Configure storage compression

Aerospike features lossless compression of records written to persistent storage. Aerospike supports three compression algorithms:

LZ4 - Aerospike uses a speed-optimized version (compression level 1) of the widely-adopted LZ4 compression algorithm. As of Aerospike Database 6.3, a dynamically configurable acceleration trades off between speed (CPU) and compression ratio (storage).
Snappy
Zstandard

Starting with Database 7.0, compression can be applied to records that are written to any storage engine - SSD, shared memory (RAM) or persistent memory (PMem). Prior to Database 7.0 compression wasn’t available for in-memory namespaces.

Compression details

Compression is a tradeoff between reduced data storage and improved transaction latency. Typically, write latency is affected more than read latency, because compression is more CPU-intensive than decompression.

An algorithm’s performance - speed as well as compression ratio - is highly specific to the data involved. When picking an algorithm, it is a good practice to evaluate each algorithm’s performance with records that are representative of real-world data.

A realistic way to evaluate the best algorithm to use is to configure different compression algorithms on multiple servers and then review the respective compression percentages.

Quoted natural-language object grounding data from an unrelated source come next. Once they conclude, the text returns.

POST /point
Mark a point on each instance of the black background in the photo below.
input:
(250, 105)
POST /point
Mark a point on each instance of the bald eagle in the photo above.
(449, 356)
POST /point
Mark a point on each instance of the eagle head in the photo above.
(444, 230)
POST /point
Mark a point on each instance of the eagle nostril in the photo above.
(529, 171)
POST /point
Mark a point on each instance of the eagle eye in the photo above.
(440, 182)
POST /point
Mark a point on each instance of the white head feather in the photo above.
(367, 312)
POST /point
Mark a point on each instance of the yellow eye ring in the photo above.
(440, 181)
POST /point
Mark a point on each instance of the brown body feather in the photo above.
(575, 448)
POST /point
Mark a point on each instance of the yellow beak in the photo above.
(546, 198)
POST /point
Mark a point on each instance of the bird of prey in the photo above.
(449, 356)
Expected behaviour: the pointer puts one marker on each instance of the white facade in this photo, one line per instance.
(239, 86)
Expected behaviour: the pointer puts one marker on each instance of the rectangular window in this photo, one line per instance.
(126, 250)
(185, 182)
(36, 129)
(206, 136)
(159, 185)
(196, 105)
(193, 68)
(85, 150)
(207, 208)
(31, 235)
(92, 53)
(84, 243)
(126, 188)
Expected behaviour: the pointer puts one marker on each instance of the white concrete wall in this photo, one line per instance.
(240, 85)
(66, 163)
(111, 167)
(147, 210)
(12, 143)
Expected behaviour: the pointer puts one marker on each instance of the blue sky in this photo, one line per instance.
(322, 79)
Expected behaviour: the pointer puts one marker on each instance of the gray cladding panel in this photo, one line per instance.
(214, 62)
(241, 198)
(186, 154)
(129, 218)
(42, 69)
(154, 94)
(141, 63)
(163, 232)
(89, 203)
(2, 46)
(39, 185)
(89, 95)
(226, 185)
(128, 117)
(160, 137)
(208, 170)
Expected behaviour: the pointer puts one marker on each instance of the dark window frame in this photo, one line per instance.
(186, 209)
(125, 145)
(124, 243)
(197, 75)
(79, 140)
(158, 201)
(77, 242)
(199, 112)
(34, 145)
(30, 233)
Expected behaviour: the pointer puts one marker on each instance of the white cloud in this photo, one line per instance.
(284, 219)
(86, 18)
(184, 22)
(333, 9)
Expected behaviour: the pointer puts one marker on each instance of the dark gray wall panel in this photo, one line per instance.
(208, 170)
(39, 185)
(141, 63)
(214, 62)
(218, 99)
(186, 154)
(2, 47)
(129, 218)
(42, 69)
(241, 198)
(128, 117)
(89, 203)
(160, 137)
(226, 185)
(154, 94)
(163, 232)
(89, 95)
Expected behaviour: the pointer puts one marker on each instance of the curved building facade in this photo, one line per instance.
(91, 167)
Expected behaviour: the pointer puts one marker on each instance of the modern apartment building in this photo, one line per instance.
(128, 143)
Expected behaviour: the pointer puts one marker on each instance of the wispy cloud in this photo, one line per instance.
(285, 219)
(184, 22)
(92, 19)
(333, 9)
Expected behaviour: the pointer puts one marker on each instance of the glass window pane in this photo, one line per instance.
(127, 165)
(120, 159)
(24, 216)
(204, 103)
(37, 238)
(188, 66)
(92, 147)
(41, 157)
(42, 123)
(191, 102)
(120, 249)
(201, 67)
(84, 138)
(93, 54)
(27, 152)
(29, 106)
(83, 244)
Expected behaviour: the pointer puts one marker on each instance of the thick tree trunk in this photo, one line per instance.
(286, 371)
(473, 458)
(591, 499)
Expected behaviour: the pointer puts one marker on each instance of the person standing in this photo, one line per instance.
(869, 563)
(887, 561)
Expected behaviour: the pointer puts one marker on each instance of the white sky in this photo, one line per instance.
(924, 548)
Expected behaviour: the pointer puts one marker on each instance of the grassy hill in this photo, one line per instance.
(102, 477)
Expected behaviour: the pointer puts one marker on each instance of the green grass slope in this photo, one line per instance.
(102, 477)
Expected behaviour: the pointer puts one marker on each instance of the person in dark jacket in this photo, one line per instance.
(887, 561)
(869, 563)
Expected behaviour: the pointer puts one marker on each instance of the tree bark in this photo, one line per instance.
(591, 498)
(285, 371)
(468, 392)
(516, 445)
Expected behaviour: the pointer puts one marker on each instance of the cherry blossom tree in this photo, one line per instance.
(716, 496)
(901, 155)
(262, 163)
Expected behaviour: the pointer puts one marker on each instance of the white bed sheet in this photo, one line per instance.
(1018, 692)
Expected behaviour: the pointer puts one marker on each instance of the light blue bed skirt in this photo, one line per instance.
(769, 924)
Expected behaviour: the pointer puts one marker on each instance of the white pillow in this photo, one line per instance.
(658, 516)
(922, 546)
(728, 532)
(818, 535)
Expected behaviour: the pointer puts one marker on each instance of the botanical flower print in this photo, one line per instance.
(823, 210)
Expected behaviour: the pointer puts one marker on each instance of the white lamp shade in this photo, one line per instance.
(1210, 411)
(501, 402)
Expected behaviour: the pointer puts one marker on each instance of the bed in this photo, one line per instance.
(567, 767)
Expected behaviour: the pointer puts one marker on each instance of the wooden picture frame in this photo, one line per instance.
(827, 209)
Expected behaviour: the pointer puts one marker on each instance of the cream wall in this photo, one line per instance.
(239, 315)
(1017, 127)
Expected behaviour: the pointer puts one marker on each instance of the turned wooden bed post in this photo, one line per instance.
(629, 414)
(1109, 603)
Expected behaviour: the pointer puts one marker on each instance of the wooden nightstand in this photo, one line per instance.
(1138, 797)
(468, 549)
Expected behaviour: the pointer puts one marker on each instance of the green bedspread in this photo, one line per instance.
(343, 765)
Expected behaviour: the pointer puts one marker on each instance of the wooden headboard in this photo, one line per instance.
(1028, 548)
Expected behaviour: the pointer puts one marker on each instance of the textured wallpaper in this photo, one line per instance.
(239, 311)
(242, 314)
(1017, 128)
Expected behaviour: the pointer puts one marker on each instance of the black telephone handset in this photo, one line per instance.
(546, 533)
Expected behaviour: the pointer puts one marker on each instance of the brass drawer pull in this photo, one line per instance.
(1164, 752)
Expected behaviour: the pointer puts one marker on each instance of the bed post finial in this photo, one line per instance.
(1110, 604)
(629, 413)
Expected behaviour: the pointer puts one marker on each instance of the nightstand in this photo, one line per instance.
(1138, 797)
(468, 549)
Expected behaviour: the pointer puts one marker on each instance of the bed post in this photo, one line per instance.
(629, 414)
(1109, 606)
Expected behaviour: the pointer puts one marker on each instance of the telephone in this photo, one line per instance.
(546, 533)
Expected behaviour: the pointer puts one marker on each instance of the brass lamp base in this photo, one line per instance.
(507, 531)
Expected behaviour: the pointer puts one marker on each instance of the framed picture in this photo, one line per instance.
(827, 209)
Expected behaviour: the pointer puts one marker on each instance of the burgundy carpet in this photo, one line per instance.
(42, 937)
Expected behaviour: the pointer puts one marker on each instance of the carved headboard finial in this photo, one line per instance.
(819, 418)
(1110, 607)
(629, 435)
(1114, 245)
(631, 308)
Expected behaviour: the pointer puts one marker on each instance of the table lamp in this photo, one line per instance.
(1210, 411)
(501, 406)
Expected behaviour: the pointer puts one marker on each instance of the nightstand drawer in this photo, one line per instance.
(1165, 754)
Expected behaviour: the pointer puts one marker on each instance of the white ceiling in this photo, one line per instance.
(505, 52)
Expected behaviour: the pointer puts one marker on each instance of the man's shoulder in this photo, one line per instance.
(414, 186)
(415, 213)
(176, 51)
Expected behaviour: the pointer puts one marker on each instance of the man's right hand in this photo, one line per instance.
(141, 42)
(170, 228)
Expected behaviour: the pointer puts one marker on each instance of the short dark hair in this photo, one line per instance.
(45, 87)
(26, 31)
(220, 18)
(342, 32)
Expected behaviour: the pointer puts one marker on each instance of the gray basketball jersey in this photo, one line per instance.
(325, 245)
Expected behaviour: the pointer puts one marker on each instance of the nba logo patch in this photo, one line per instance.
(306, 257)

Compression does not allow individual records to be larger than the configured write block size. It is the uncompressed record size that counts for the record size check. This ensures that a record always fits into a write block, even if it is later stored without compression. However, as long as each individual record’s uncompressed size is no larger than the write block size, multiple compressed records can be stored in one physical write block, up to its size.

Although it is possible to specify different compression settings for the same namespace on different nodes in a cluster, we do not recommend it.

Client-side compression

Aerospike clients support compression on the client side in addition to server-side compression. When clients are configured for client-side compression, the server decompresses bin data as it comes off the disk before recompressing to send to the client. Metadata is never compressed.

The server decompresses incoming data from client applications, allowing the server to perform operations on the data before it is written to disk.

Configuration

Storage compression is configured at the namespace level on each node with two configuration directives, compression and compression-level.

compression selects the compression algorithm. Valid parameters are:
- none
- lz4
- snappy
- zstd
If this directive is not specified, it defaults to none (no compression).
compression-level controls the trade-off between compression speed and compression ratio. It applies only to the zstd algorithm, and has no effect on the others.

The valid parameter values 1 through 9 are used as a scale. At one end of the scale, 1 selects a faster and less efficient compression. At the other end, 9 selects a slower and more efficient compression.

If you specify zstd with the compression directive but you do not set a compression level, it defaults to 9.

The configuration directives belong to a namespace’s storage-engine sub-context. For example:

namespace test {
    storage-engine device {
        device /dev/sda1
        compression zstd
        compression-level 1
    }
}

Both settings can also be configured dynamically with asadm.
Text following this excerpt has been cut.